Wednesday, November 24, 2010

i've been busy

b man's mom (the little guy i watch) loves to calls or text during the day and find out how her little guy is doing. he's running around now and in 2.2 he can be in the dog food, the water dish, the toilet & have all the tupperware out in the kitchen. so when she calls now sometimes - i can't answer or i say how busy we are. during his naps i have been busy editing all the cute little photography jobs i've been doing but little does she know i've been busy capturing these amazing little moments for her holiday gift.



he's finally been happy, healthy & taking naps - which means - he's been the biggest delight in my side. would you just look at those teeth?



adam stayed home on wednesday with us. the moments he is with him - my heart just breaks - adam is such a natural. yesterday the house was filled with laughter as the two of them played. he is so hands on. i can not wait until he can become the father of our children.

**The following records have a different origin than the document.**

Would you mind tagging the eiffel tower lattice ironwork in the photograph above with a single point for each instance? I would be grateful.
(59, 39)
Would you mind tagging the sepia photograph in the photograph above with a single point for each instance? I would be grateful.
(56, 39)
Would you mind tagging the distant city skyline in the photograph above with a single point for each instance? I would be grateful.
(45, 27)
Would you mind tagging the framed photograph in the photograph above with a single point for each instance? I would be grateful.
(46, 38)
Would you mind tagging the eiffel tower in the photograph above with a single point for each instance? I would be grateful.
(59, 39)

happy thanksgiving all.... today - i'm so thankful for all of the wonderful comments and support that i have received from my blog readers!

Wednesday, November 17, 2010

update

so... here's an update on our life... trying to have a baby.

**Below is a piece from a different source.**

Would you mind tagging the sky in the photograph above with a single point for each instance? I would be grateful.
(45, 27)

we tried with our donor for a few months - it didn't work. it was really sad. i think that after all we've been through we were both really hoping it would happen right away. since so many of my friends IRL read my blog - an update is much needed. so - since we aren't doing IVF - and Adam still doesn't feel well - we decided it would be best to go back to the doctor to get him on some medication. We went to a new urologist. after testing adam's testosterone - he told us it was in "normal range" and we were more than shocked so we decided that we should do another SA (semen analysis). that day b man's mom was running late (with more than good reason) so i ran out of the house without grabbing our "binder" (yes we have a freakin' binder with our IF) - we got to the doctors office & he explained that there should be no reason we can't have a child - yes - adam's sperm isn't the best - but that we should try. i lost my shit. i was crying. i couldn't believe it. i asked for a copy of the SA. We brought it home - it's the worst SA that Adam has had to date. The doctor doesn't know what the fuck he's talking about. I'm not kidding. I think it's difficult for anyone that hasn't gone through IF to understand the devastation of this. So... we decided that we'd go to my doctor to see if there is anything that we can do - Adam had a bunch of autoimmune testing done - and now he has to go see a specialist. meanwhile - we decided that we're going to do IUI with our donor at a clinic in town. Fast forward to friday - i went to Chicago to see some really amazing friends - and we're having cocktails & i ask if they want to see the childhood picture of our donor - they both said yes. i login through my phone - guess what? he retired.

not kidding.

we have to start all over. this is the song that does not end. it just goes on and on my friends.

we're exhausted. right now - we're taking a deep breath.

so there you have it - for all of you that know me IRL - that wanted to know.